The left-handed Alimkhanuly tore through Canadian underdog Steven Butler in his most recent defense of the WBO middleweight title. Alimkhanuly (14-0, 9 KOs) knocked Montreal’s Butler (32-4-1, 26 KOs) to the canvas three times on his way to a second-round knockout victory May 13 at Stockton Arena in Stockton, California.
Adames (22-1, 17 KOs) will make the first defense of his WBC interim middleweight title against former IBF/IBO/WBA 154-pound champ Julian Williams (28-3-1, 16 KOs, 1 NC) on Saturday night. Showtime will televise their 12-round, 160-pound bout as the main event of a three-bout broadcast from The Armory in Minneapolis (9 p.m. EDT; 6 p.m. PDT).

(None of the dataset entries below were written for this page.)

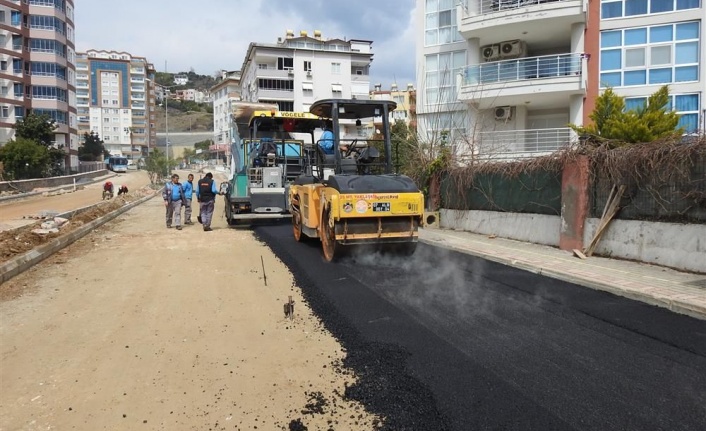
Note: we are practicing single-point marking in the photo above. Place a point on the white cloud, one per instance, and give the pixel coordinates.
(214, 34)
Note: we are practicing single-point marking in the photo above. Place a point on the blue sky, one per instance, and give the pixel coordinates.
(210, 35)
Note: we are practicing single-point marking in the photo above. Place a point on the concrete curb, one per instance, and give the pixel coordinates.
(676, 306)
(19, 264)
(20, 196)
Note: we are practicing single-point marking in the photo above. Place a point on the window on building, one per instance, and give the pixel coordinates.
(15, 18)
(440, 22)
(661, 54)
(285, 63)
(685, 105)
(440, 76)
(282, 105)
(622, 8)
(275, 84)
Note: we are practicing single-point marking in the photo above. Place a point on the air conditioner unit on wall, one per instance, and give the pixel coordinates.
(490, 52)
(503, 113)
(513, 49)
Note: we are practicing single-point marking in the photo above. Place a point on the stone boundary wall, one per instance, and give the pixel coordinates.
(29, 185)
(674, 245)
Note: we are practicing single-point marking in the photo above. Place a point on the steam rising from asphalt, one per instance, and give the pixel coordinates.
(432, 278)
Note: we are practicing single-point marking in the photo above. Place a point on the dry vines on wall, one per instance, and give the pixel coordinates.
(665, 180)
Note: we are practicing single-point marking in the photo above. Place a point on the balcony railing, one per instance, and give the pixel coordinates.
(492, 6)
(523, 143)
(547, 66)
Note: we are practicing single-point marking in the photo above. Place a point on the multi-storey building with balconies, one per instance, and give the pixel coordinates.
(406, 101)
(37, 71)
(506, 77)
(224, 93)
(116, 100)
(298, 70)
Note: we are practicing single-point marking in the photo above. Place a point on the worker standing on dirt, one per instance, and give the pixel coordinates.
(173, 195)
(326, 141)
(206, 193)
(188, 193)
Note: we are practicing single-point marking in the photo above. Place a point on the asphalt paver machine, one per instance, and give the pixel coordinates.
(351, 199)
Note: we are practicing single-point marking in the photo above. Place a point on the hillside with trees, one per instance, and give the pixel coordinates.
(196, 81)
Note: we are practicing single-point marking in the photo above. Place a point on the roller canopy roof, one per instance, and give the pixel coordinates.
(353, 108)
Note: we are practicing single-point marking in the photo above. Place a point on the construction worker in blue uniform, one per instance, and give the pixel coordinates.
(173, 195)
(206, 193)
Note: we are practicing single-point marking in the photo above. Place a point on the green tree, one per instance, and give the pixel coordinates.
(157, 166)
(24, 158)
(38, 128)
(203, 145)
(646, 124)
(93, 149)
(403, 146)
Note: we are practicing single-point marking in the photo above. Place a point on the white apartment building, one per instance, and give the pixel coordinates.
(116, 101)
(298, 70)
(224, 93)
(506, 77)
(37, 73)
(406, 100)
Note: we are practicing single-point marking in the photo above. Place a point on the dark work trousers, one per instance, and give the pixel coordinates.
(207, 212)
(174, 210)
(187, 211)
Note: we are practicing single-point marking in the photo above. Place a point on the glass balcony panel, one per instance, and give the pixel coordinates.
(523, 143)
(548, 66)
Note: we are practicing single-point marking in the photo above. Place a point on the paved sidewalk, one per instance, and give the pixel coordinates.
(680, 292)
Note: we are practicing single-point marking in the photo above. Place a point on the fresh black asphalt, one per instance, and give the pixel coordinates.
(446, 341)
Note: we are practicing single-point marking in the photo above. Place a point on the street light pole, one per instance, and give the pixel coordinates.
(166, 128)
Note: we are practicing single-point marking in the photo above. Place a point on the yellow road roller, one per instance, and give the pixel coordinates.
(348, 195)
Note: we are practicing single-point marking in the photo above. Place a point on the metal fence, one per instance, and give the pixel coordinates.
(515, 144)
(658, 195)
(84, 167)
(492, 6)
(535, 193)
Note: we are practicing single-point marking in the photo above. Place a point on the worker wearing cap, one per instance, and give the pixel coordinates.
(206, 193)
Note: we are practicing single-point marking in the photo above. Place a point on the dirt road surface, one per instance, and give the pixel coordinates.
(137, 326)
(13, 211)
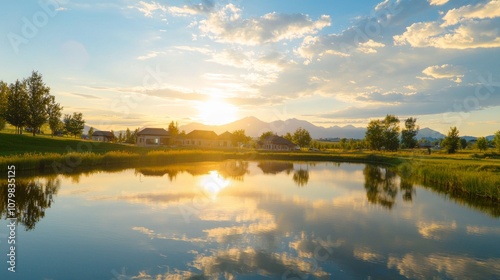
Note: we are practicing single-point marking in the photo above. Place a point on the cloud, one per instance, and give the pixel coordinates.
(148, 8)
(479, 11)
(227, 25)
(370, 46)
(438, 2)
(467, 27)
(445, 71)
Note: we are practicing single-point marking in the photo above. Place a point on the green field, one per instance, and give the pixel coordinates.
(466, 173)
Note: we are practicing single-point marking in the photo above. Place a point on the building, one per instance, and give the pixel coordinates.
(207, 139)
(103, 136)
(149, 137)
(276, 143)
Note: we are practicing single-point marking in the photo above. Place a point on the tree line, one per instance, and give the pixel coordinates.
(27, 104)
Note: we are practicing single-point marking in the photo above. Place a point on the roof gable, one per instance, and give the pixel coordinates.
(153, 131)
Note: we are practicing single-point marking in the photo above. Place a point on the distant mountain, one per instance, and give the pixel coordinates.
(428, 133)
(255, 127)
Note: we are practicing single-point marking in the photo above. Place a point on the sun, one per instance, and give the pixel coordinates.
(216, 112)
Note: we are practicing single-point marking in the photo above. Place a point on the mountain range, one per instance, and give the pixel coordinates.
(255, 127)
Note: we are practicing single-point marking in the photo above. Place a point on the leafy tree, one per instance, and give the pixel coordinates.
(38, 99)
(17, 103)
(496, 140)
(463, 143)
(266, 134)
(482, 144)
(451, 142)
(375, 135)
(239, 136)
(302, 137)
(409, 133)
(54, 115)
(391, 133)
(4, 92)
(74, 124)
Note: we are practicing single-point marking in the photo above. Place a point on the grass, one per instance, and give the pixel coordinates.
(464, 173)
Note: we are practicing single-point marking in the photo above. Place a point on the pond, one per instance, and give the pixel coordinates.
(246, 220)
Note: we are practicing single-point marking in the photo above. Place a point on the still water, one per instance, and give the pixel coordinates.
(247, 220)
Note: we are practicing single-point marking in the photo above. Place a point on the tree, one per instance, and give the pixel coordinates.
(265, 135)
(496, 140)
(391, 133)
(91, 132)
(74, 124)
(409, 133)
(239, 137)
(302, 137)
(463, 143)
(38, 99)
(375, 135)
(482, 144)
(54, 115)
(451, 142)
(17, 101)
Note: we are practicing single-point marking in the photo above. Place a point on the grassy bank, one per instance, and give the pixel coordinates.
(462, 173)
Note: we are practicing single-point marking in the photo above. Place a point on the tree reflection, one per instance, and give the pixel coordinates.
(301, 177)
(380, 184)
(275, 167)
(32, 198)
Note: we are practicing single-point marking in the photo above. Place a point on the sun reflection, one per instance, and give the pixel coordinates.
(213, 183)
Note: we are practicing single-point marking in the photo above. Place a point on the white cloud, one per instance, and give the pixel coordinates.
(479, 11)
(445, 71)
(370, 46)
(227, 25)
(469, 35)
(149, 8)
(438, 2)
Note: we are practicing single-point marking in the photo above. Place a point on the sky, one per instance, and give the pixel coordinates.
(133, 64)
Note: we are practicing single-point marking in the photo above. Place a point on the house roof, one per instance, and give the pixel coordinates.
(153, 131)
(202, 134)
(277, 140)
(225, 136)
(103, 133)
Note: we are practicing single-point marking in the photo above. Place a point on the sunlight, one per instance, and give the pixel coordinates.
(216, 111)
(213, 183)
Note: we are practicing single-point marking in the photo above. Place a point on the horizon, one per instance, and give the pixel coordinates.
(147, 63)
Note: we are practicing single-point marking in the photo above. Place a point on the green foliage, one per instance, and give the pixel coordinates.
(17, 104)
(452, 141)
(54, 115)
(496, 140)
(463, 143)
(409, 133)
(391, 133)
(74, 124)
(239, 137)
(266, 134)
(302, 137)
(38, 100)
(375, 135)
(482, 144)
(173, 129)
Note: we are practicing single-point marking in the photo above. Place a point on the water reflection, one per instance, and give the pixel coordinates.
(32, 198)
(235, 219)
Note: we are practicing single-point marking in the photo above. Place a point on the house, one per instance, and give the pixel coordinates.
(103, 136)
(207, 139)
(148, 137)
(276, 143)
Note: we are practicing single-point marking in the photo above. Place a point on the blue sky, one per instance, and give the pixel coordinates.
(146, 63)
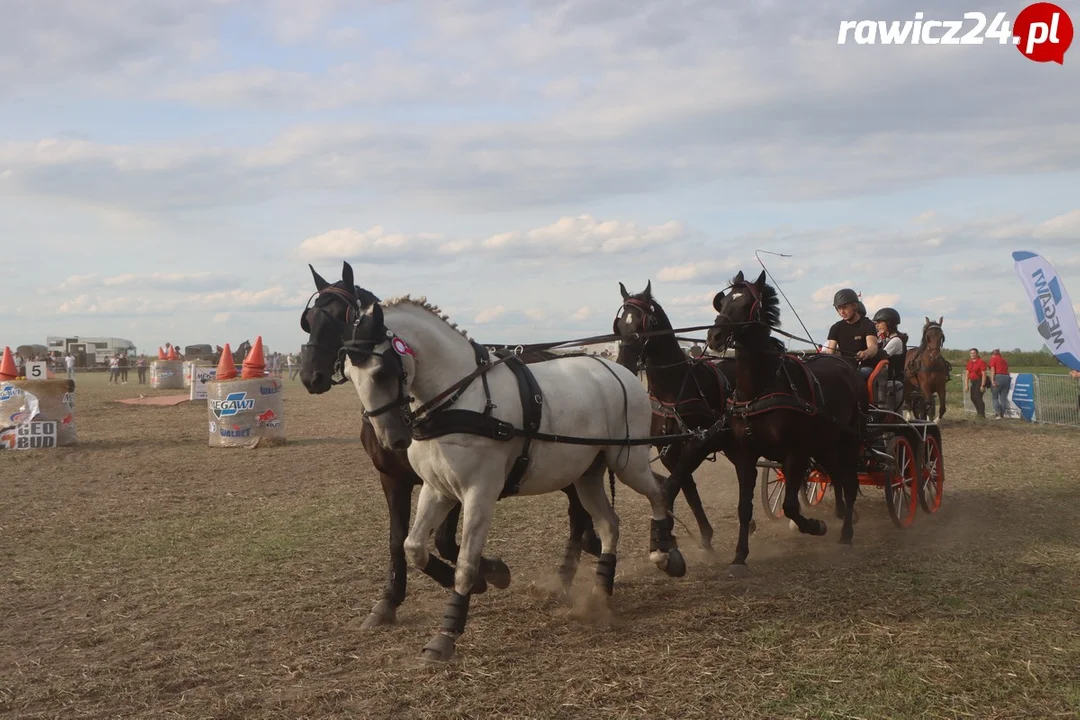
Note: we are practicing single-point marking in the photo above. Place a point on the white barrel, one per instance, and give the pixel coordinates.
(246, 412)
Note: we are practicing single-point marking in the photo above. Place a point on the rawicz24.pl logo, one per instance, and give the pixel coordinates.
(1041, 32)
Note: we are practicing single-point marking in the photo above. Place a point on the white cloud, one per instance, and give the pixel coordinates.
(1066, 227)
(566, 236)
(1009, 309)
(824, 295)
(583, 235)
(372, 245)
(879, 300)
(489, 315)
(714, 271)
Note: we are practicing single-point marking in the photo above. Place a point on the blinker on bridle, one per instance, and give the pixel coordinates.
(754, 317)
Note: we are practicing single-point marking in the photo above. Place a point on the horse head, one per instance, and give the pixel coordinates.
(933, 336)
(638, 313)
(326, 323)
(748, 308)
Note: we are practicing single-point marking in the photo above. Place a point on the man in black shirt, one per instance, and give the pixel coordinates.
(853, 336)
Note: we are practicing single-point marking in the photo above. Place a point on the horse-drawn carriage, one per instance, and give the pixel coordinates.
(902, 457)
(509, 439)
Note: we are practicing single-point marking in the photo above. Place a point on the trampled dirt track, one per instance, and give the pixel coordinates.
(144, 574)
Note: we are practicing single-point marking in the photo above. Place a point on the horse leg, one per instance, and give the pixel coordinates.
(477, 511)
(432, 508)
(680, 461)
(581, 522)
(847, 467)
(941, 394)
(746, 470)
(446, 543)
(399, 500)
(591, 491)
(795, 470)
(637, 475)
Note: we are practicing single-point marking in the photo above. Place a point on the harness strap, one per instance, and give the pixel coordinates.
(531, 411)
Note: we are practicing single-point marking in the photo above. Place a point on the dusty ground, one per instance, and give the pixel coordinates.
(144, 574)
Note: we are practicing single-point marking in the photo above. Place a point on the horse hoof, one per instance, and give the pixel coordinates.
(440, 649)
(676, 566)
(382, 613)
(738, 570)
(591, 544)
(498, 574)
(594, 608)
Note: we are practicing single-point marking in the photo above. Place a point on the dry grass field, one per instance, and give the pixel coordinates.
(144, 574)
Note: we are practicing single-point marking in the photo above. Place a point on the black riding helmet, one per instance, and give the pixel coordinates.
(887, 315)
(844, 297)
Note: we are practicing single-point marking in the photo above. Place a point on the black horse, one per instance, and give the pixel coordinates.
(336, 306)
(790, 410)
(687, 393)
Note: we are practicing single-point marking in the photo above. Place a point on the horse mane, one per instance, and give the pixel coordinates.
(769, 312)
(660, 313)
(926, 328)
(422, 302)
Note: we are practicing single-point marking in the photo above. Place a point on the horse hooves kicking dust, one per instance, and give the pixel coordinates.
(440, 649)
(738, 570)
(498, 574)
(382, 613)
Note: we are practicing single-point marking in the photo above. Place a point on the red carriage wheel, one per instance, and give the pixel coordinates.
(771, 481)
(902, 483)
(933, 474)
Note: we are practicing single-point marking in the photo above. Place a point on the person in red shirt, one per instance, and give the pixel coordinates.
(976, 381)
(999, 384)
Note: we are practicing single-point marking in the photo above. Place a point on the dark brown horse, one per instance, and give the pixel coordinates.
(927, 372)
(335, 307)
(788, 410)
(687, 393)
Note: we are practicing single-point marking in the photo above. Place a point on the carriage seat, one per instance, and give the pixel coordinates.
(885, 393)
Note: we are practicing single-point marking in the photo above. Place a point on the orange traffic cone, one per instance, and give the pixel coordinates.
(226, 368)
(8, 370)
(255, 364)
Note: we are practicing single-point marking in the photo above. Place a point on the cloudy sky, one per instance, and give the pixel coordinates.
(169, 167)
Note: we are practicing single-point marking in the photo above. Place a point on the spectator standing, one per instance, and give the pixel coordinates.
(976, 381)
(1000, 380)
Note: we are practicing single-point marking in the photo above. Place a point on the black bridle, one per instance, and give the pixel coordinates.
(753, 317)
(649, 323)
(359, 344)
(925, 350)
(361, 347)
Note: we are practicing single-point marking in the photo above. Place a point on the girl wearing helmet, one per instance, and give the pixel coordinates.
(887, 322)
(853, 336)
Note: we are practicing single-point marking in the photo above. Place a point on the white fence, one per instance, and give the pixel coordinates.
(1052, 399)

Adames wants to challenge unbeaten WBC middleweight champ Jermall Charlo, yet neither Adames nor Santos expect the inactive Houston native to face Adames anytime in the foreseeable future. The Dominican Republic’s Adames is consistently listed as a 5-1 favorite to defeat Philadelphia’s Williams, who is 1-2 in his past three appearances and hasn’t beaten a championship-caliber opponent since he upset then-unbeaten Jarrett Hurd by unanimous decision to win the three aforementioned junior middleweight titles in May 2019.
Santos commended Williams for taking this difficult fight against Adames, but he doesn’t think other middleweights will follow Williams’ lead after Saturday night.
“These guys know that Adames is just at a different level,” Santos said. “They know. I think what’s gonna have to happen with Adames is most likely we’re gonna have to go up to ’68, unfortunately. At middleweight, I just don’t think these guys are gonna fight him. … He’s as big a puncher as there is in the division, bigger than most of the 68-pounders.”
Adames is 4-0 since he lost a close 12-round unanimous decision to Brazilian southpaw Patrick Teixeira in November 2019 at The Cosmopolitan of Las Vegas. Losing that fight for the WBO interim junior middleweight title cost Adames his promotional contract with Bob Arum’s Top Rank Inc., which promotes Alimkhanuly, and motivated Adames to take training much more seriously.
The strong, skillful Adames demolished Mexican contender Juan Macias Montiel in his last fight. Adames, who fought from a southpaw stance due to a damaged knuckle on his right hand, stopped Montiel (23-6-2, 23 KOs) in the third round and won the WBC interim championship October 8 at Dignity Health Sports Park in Carson, California.